Many  don’t even do that and the sound you get is more like a short <alif>. We however do pronounce the <ع> but less intensely than in Arabic. 

 Context-dependent Urdu synonyms of تَعَلُّق are: رِشْتَہ_ rishtah_, وَاسِطَہ_ waasiTah_, رَبْط_ rabT_, اُلفَت_ ulfat_, اِنْتِساب_ intisaab_, نِسْبَت_ nisbat _etc. So it does depend on how one intends to use تَعَلُّق but this together with  رَبْط would be the words I’d think of first in this connection!


----------



## Faylasoof

Just a small correction to my previous post. I missed the first <a> (to represent the <zabar>) in the transliteration. So it should be:

تَعَلُّق_  ta’alluq_  - the stress goes on the part underlined.


----------



## lcfatima

Faylasoof: Can you give some simple examples of how to use the various words which you have given for connection. Which ones are interchangeable?


----------



## omlick

Faylasoof said:


> Omlick, the word is تَعَلُّق_t’alluq_. There is a _shaddah_ / _tashdeed_ (stress) on the letter _laam_. Consequently, your ताल्क़ needs to be modified. Unfortunately my Nagri program is not allowing me to write the two _laam_s together properly so I have broken the word into its individual letters for you to see:
> 
> ल ा ल लु क़ = تَعَلُّق_ t’alluq _= connection, relation, relationship, pertaining (to), concerning, consideration etc.
> 
> The 2nd letter, <ع> is pronounced by some more like the glottal stop, hamza < ء > (represented by <’>in the transliteration).
> 
> Many don’t even do that and the sound you get is more like a short <alif>. We however do pronounce the <ع> but less intensely than in Arabic.
> 
> Context-dependent Urdu synonyms of تَعَلُّق are: رِشْتَہ_ rishtah_, وَاسِطَہ_ waasiTah_, رَبْط_ rabT_, اُلفَت_ ulfat_, اِنْتِساب_ intisaab_, نِسْبَت_ nisbat _etc. So it does depend on how one intends to use تَعَلُّق but this together with رَبْط would be the words I’d think of first in this connection!


 
Thanks, I should have known that word from somewhere  لگتا ہےکہ میرا دماغ 
خراب ہو گیا ہے۔

The nagari spelling should really be तअल्लुक़, although they write it with the आ  instead ताल्लुक़

Contextually, this "connection" does not have to do with humans in particular, but whatever things are involved.  I think this is the synonym of the Hindi संबंध  I was looking for.


----------



## Faylasoof

omlick said:


> Thanks, I should have known that word from somewhere  لگتا ہےکہ میرا دماغ
> خراب ہو گیا ہے۔



I wouldn't be so hard on myself. All of us have our lapses!

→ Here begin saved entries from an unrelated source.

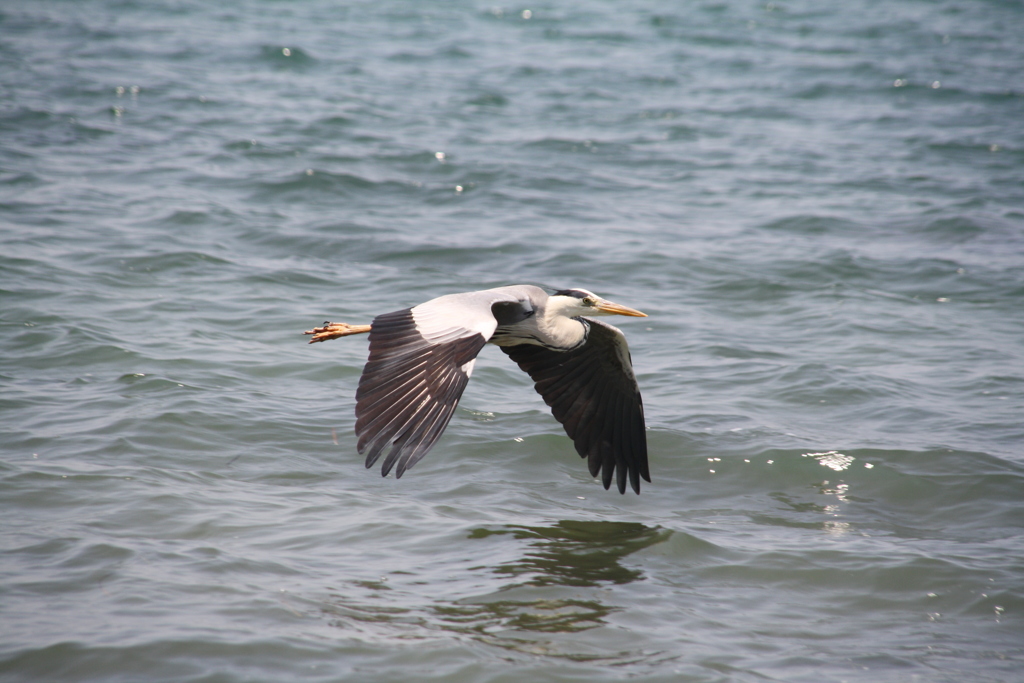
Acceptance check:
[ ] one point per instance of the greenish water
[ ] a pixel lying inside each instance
(820, 209)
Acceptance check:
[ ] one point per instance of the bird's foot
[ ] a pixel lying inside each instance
(335, 330)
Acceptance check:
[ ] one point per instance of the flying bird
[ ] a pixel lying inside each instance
(421, 359)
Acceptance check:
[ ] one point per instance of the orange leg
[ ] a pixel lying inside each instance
(335, 330)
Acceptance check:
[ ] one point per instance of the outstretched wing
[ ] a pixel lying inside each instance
(420, 363)
(593, 392)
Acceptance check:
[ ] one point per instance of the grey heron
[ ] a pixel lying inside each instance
(421, 359)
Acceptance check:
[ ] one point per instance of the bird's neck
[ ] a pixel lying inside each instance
(561, 331)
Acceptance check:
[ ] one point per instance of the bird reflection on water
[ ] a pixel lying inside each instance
(578, 553)
(568, 553)
(528, 613)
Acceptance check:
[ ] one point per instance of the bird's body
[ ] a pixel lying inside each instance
(421, 359)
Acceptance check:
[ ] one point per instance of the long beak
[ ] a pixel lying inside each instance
(617, 309)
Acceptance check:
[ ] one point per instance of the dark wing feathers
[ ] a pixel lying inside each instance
(592, 391)
(410, 388)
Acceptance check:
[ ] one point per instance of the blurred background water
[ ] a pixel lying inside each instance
(820, 206)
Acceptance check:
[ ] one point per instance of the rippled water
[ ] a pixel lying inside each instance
(820, 208)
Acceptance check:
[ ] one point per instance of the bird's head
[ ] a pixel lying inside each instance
(582, 302)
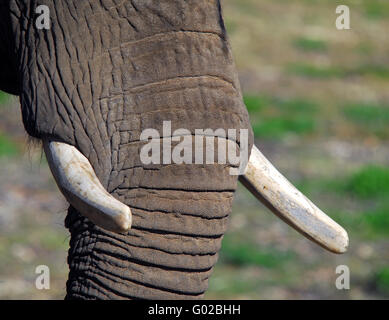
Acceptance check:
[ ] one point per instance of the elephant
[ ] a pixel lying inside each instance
(89, 85)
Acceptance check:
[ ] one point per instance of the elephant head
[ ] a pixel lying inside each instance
(105, 71)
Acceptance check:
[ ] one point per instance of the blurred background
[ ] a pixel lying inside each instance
(318, 98)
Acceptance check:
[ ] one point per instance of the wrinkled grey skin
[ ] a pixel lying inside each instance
(105, 71)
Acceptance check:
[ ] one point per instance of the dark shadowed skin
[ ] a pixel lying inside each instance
(105, 71)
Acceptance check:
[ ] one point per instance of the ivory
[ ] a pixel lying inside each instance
(289, 204)
(79, 184)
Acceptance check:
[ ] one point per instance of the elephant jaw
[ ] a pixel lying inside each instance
(81, 187)
(79, 184)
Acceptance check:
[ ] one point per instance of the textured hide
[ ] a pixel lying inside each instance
(105, 71)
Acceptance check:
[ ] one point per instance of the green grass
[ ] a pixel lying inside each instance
(255, 103)
(7, 146)
(274, 117)
(369, 118)
(325, 72)
(376, 9)
(277, 127)
(368, 188)
(368, 182)
(382, 280)
(306, 44)
(312, 71)
(236, 253)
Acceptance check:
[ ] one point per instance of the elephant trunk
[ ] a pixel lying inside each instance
(171, 248)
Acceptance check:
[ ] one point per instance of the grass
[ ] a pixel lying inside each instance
(239, 254)
(274, 118)
(325, 72)
(382, 280)
(376, 9)
(306, 44)
(368, 182)
(369, 189)
(313, 71)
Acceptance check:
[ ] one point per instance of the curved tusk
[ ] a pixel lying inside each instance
(280, 196)
(79, 184)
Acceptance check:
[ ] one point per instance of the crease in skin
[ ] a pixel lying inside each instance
(289, 204)
(79, 184)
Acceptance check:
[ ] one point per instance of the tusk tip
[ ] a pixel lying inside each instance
(343, 242)
(123, 221)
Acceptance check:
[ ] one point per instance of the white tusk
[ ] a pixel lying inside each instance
(79, 184)
(279, 195)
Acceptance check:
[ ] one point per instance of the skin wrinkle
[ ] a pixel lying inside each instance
(96, 80)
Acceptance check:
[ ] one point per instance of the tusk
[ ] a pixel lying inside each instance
(79, 184)
(280, 196)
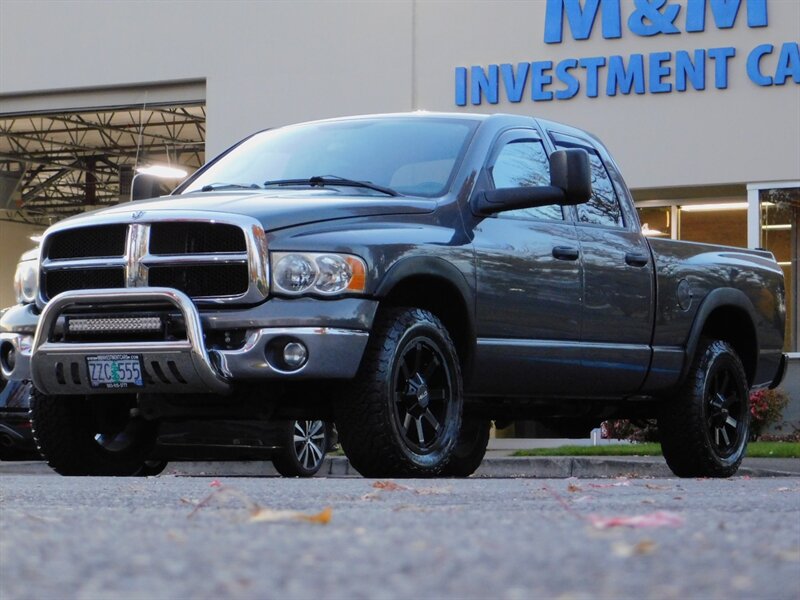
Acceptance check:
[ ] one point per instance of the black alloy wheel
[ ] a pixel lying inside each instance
(303, 447)
(705, 429)
(422, 393)
(726, 412)
(401, 415)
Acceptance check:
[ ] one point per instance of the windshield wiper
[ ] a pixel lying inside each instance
(210, 187)
(323, 180)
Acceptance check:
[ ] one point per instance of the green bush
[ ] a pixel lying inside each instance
(766, 409)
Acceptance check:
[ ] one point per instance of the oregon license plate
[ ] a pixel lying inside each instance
(115, 371)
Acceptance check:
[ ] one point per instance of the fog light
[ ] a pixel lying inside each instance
(295, 355)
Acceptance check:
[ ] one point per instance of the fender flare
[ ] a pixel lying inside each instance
(435, 267)
(718, 298)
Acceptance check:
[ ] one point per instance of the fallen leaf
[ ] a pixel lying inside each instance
(432, 491)
(655, 486)
(623, 483)
(639, 549)
(389, 486)
(258, 514)
(656, 519)
(268, 515)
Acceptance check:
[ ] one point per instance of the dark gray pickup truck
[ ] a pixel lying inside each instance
(410, 277)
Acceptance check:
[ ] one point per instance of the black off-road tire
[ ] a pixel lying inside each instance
(65, 430)
(470, 449)
(704, 430)
(408, 380)
(301, 458)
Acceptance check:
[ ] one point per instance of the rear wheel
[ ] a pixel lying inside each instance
(303, 448)
(80, 435)
(401, 416)
(704, 430)
(470, 449)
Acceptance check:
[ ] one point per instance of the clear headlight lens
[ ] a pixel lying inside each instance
(26, 281)
(316, 273)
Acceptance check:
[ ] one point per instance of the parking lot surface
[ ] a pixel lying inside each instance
(181, 537)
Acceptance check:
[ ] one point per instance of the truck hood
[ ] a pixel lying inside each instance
(274, 209)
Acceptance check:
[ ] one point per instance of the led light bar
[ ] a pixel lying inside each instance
(114, 324)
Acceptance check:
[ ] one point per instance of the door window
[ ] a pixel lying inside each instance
(524, 163)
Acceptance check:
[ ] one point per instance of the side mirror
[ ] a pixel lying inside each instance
(570, 183)
(570, 171)
(147, 186)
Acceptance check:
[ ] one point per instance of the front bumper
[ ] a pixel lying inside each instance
(184, 366)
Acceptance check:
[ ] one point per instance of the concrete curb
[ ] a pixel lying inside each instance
(529, 467)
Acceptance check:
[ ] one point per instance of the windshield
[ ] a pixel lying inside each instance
(414, 156)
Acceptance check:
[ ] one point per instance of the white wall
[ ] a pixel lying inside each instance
(270, 63)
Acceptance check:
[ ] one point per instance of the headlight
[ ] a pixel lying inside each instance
(315, 273)
(26, 281)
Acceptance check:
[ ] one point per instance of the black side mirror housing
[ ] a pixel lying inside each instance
(570, 184)
(571, 171)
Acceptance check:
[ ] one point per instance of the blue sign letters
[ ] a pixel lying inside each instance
(655, 73)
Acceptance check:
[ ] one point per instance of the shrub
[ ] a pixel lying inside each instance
(766, 408)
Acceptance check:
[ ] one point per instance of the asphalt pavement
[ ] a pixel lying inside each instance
(199, 537)
(498, 463)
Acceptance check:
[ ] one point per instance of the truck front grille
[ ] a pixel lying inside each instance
(202, 280)
(196, 238)
(205, 260)
(87, 242)
(62, 280)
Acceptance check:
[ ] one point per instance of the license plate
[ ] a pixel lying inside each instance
(115, 371)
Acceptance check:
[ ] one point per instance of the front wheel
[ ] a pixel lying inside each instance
(704, 431)
(470, 449)
(401, 416)
(83, 435)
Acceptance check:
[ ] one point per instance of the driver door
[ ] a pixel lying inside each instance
(529, 282)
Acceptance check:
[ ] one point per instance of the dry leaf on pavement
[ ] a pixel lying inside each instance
(660, 518)
(268, 515)
(258, 514)
(639, 549)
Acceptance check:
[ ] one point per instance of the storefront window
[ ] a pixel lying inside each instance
(656, 222)
(780, 210)
(714, 223)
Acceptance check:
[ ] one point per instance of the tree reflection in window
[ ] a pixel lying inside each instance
(524, 163)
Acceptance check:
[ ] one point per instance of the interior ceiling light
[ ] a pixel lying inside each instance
(715, 206)
(647, 230)
(162, 171)
(778, 226)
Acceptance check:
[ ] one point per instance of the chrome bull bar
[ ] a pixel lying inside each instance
(174, 366)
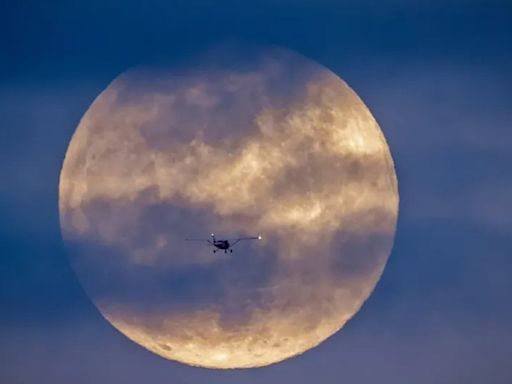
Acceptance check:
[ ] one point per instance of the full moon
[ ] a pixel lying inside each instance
(266, 143)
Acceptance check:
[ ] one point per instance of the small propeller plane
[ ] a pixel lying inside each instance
(224, 244)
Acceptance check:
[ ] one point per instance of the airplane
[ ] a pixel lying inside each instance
(225, 245)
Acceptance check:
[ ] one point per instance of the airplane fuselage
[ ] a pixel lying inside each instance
(221, 244)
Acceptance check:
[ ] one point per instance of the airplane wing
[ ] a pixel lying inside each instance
(238, 239)
(201, 240)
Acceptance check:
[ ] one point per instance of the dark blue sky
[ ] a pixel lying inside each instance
(438, 77)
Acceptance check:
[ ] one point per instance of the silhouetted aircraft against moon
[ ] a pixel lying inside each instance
(224, 244)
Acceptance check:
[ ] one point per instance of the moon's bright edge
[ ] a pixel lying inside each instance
(279, 147)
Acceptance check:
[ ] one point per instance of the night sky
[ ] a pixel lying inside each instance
(437, 76)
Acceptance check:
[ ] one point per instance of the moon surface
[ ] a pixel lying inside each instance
(270, 144)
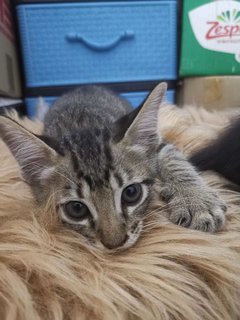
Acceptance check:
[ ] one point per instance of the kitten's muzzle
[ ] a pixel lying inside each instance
(114, 241)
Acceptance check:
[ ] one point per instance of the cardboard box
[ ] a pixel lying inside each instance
(210, 38)
(214, 93)
(9, 70)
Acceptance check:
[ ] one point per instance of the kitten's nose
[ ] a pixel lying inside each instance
(115, 241)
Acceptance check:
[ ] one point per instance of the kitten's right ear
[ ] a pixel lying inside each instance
(140, 127)
(35, 158)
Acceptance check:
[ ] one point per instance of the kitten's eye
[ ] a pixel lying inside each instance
(132, 194)
(76, 210)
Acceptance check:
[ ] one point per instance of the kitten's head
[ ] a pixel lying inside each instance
(102, 180)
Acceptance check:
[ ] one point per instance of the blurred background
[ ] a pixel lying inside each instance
(50, 47)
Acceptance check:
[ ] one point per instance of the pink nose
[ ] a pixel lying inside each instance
(114, 242)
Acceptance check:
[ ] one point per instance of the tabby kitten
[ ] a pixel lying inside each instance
(103, 161)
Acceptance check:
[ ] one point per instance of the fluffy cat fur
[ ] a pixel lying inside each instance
(92, 150)
(50, 272)
(222, 154)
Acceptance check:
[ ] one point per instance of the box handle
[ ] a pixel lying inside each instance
(75, 37)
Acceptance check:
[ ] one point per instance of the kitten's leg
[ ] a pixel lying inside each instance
(191, 202)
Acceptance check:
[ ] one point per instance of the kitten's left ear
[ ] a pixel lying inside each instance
(141, 126)
(35, 158)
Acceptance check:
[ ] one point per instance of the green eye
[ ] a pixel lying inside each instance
(76, 210)
(132, 194)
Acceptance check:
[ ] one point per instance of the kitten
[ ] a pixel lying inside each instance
(103, 161)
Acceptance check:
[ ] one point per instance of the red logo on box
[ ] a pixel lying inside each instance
(6, 23)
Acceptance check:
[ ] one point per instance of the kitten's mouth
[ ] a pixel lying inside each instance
(132, 238)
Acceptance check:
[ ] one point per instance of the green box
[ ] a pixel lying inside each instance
(210, 38)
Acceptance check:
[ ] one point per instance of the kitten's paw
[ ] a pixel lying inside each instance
(204, 212)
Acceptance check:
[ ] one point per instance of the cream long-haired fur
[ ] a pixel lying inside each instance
(49, 272)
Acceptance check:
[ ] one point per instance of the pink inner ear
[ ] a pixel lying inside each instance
(32, 154)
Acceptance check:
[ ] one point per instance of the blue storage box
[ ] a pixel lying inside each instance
(98, 42)
(135, 99)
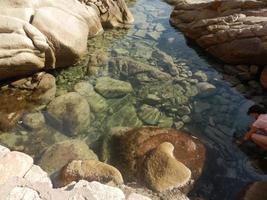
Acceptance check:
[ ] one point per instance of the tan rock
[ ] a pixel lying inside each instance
(163, 172)
(135, 145)
(255, 191)
(90, 170)
(263, 77)
(36, 174)
(60, 154)
(3, 151)
(233, 31)
(31, 41)
(14, 164)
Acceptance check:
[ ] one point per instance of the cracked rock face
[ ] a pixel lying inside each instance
(30, 40)
(163, 172)
(233, 31)
(142, 148)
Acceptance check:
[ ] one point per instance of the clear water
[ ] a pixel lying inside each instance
(213, 118)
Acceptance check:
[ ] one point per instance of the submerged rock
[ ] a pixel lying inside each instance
(162, 171)
(124, 114)
(96, 101)
(205, 88)
(34, 40)
(60, 154)
(112, 88)
(135, 146)
(90, 170)
(45, 89)
(70, 113)
(149, 115)
(137, 71)
(34, 121)
(14, 164)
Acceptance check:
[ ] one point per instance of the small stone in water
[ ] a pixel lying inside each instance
(179, 125)
(186, 119)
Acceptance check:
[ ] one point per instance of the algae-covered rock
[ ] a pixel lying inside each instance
(149, 115)
(96, 101)
(60, 154)
(70, 113)
(112, 88)
(34, 120)
(162, 171)
(123, 113)
(90, 170)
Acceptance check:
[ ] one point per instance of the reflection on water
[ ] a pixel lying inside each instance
(172, 85)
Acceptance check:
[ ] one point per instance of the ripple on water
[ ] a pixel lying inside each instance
(164, 73)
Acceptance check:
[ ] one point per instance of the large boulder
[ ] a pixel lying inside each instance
(31, 40)
(90, 170)
(135, 146)
(58, 155)
(163, 172)
(70, 113)
(233, 31)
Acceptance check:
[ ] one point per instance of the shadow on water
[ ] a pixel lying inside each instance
(214, 117)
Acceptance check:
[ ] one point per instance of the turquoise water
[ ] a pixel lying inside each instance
(165, 94)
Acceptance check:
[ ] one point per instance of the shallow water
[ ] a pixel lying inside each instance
(213, 117)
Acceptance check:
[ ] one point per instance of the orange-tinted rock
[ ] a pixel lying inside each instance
(233, 31)
(263, 77)
(134, 145)
(90, 170)
(255, 191)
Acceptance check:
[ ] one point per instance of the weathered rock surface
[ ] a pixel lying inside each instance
(60, 154)
(36, 174)
(162, 171)
(34, 121)
(112, 88)
(233, 31)
(22, 189)
(255, 191)
(149, 115)
(263, 77)
(31, 40)
(36, 185)
(90, 170)
(70, 113)
(135, 144)
(14, 164)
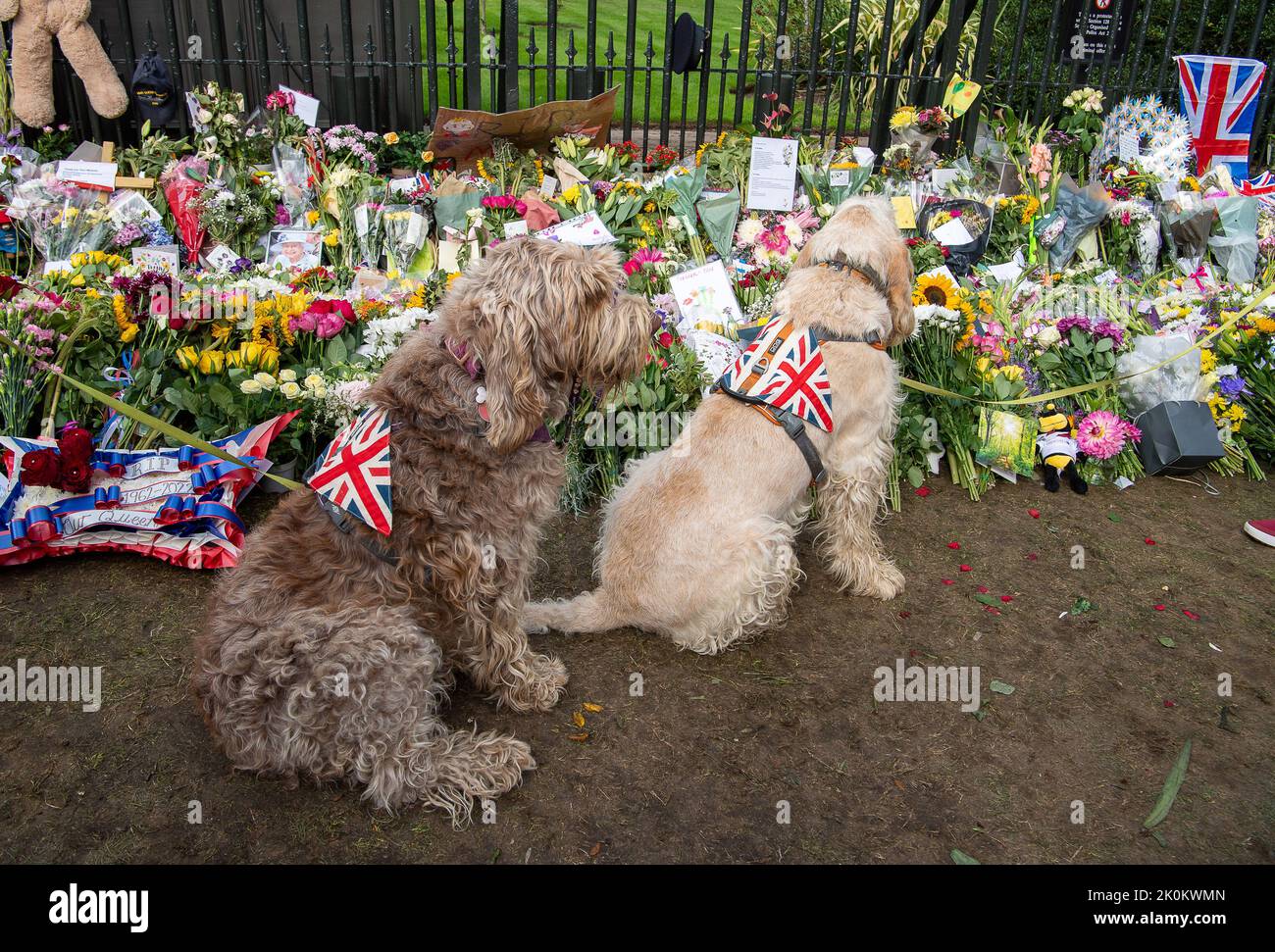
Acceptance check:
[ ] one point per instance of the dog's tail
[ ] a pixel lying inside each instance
(587, 612)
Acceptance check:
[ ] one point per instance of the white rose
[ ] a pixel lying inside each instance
(1046, 336)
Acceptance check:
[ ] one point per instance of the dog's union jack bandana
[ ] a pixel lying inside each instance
(786, 370)
(355, 471)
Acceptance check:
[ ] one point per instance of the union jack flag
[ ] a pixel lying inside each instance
(355, 471)
(1262, 187)
(1219, 97)
(787, 371)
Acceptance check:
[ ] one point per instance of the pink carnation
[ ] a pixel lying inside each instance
(1101, 434)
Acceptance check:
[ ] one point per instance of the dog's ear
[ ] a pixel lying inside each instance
(506, 332)
(899, 276)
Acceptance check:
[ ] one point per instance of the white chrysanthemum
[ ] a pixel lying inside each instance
(748, 230)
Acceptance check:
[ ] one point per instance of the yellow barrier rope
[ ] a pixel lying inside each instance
(162, 426)
(1100, 383)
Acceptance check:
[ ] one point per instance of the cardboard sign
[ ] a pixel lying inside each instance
(466, 135)
(904, 213)
(88, 175)
(304, 107)
(773, 174)
(705, 298)
(221, 258)
(161, 258)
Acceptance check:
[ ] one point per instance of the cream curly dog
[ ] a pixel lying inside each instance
(697, 543)
(327, 654)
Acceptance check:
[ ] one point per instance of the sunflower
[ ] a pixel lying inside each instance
(935, 289)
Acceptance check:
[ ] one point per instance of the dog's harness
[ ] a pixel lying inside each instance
(791, 425)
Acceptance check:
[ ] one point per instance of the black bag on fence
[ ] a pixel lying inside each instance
(1178, 436)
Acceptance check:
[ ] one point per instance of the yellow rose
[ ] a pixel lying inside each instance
(212, 361)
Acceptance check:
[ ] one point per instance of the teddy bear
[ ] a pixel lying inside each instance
(34, 25)
(1058, 450)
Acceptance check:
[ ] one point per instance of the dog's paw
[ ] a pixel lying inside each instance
(540, 687)
(885, 582)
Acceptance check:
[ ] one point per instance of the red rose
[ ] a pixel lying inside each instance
(76, 476)
(41, 468)
(76, 446)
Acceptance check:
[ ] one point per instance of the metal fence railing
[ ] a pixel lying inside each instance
(841, 65)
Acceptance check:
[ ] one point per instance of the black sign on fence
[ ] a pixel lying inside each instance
(1093, 26)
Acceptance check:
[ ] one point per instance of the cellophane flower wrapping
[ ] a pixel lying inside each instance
(1180, 380)
(182, 182)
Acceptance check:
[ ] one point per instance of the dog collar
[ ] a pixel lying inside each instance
(861, 268)
(464, 356)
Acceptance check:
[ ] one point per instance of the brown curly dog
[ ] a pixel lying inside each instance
(327, 659)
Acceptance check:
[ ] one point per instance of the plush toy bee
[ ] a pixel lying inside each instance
(1058, 450)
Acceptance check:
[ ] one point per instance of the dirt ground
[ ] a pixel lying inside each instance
(695, 768)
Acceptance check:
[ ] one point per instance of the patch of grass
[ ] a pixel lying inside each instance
(612, 24)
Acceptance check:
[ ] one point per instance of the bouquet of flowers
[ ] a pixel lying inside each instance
(60, 217)
(368, 215)
(406, 232)
(919, 128)
(182, 182)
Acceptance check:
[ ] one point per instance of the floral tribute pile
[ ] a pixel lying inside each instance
(275, 268)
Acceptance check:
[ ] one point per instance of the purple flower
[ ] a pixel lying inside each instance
(1231, 387)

> The nagari spelling should really be तअल्लुक़, although they write it with the आ  instead ताल्लुक़
> 
> Contextually, this "connection" does not have to do with humans in particular, but whatever things are involved.  I think this is the synonym of the Hindi संबंध  I was looking for.



 So if I get this right, the addition of आ to give तअल्लुक़ makes it something like a glottal stop, i.e. equivalent of the Urdu _hamza_? I gather that Hindi syllabary doesn’t actually have a hamza-like sound. Or does it get one in some combinations?


...and you are correct to say that this "connection" is very general and not specific to humans.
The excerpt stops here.